Scheduling options (lightweight)
- Run the script daily/weekly using your OS scheduler.
- Log start/end time and written filenames to a simple text log.
- Keep scripts idempotent: same input, same output filenames.
Exercises
Complete these tasks to practice. The same tasks appear below in the Exercises section with expected outputs and solutions.
- Exercise 1: Build a daily metrics automation that produces two CSVs: overall daily metrics and by-event breakdown, with clear date-stamped filenames.
- Exercise 2: Turn your code into a reusable function with input validations and a date parameter (default to yesterday). Write one CSV named using the provided date.
- Checklist:
- Uses pandas groupby or pivot_table.
- Includes at least two validation checks.

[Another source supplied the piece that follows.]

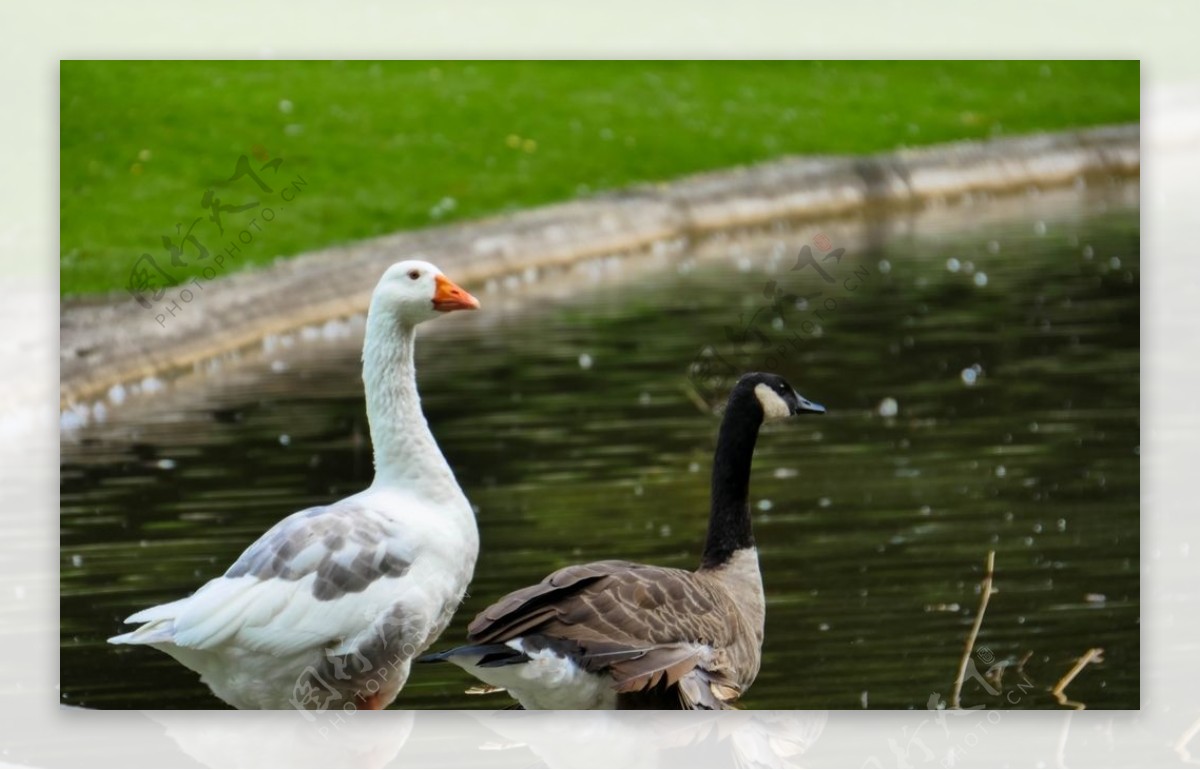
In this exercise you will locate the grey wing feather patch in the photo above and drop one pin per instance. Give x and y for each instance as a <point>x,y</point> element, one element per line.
<point>351,552</point>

- Outputs have deterministic, date-stamped filenames.
- Script is re-runnable without manual edits.
Common mistakes and self-check
- Mixing local time and UTC: convert timestamps once, consistently.
- Appending day after day to one file without dedupe: prefer one file per date or a deduplicated append.

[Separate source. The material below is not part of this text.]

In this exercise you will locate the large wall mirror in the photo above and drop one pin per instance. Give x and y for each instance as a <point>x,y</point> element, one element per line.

- Silent schema drift: always assert expected columns.
- Non-idempotent filenames like report_final.csv: include the run date instead.
- Forgetting null handling before groupby: drop or fill sensibly.

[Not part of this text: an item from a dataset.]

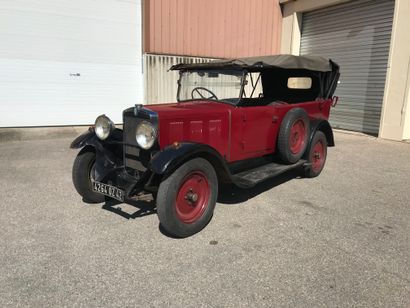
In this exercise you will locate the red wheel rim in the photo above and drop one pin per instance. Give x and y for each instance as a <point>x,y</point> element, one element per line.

Self-check: If you run your script twice with the same input, do you get identical outputs and counts? If not, fix parameters or filenames.
Practical projects
- Automated daily activation report (signup to first key action within 7 days), exported to CSV.
- Weekly channel dashboard with CAC proxy (spend CSV + attributed signups) and rates.
- Retention snapshot: cohort by signup month, week 1/2/4 retention table with basic checks.
Mini challenge
Create a single command that, given a date (YYYY-MM-DD), produces three outputs: daily_metrics_DATE.csv, daily_by_event_DATE.csv, and daily_metrics_with_flags_DATE.csv. Include at least three validations. Keep it idempotent.
Hint path
- Write a function run(date_str) and use it in if __name__ == "__main__".
- Separate load, transform, validate, and export into small functions.
- Use try/except to print a friendly message and exit non-zero on validation failure.
Who this is for
- Product Analysts who need reliable, repeatable reporting.
- Data-savvy PMs or analysts transitioning from spreadsheets to code.
Prerequisites
- Comfort with Python basics (functions, files, dates).
- Pandas essentials (DataFrame, groupby, merge, pivot_table).
- Basic understanding of your product’s events and KPIs.
Learning path
- Parameterize and validate: make scripts deterministic.
- Aggregate and reshape: groupby and pivot_table fluency.
- Export and schedule: produce tidy outputs on a cadence.
- Add anomaly flags and basic run logs.
Next steps
- Add more validations (duplicate user_id-date checks, min/max thresholds).
- Bundle scripts into a small CLI (argparse) for teammates to use.
- Later, consider orchestration tools once your logic stabilizes.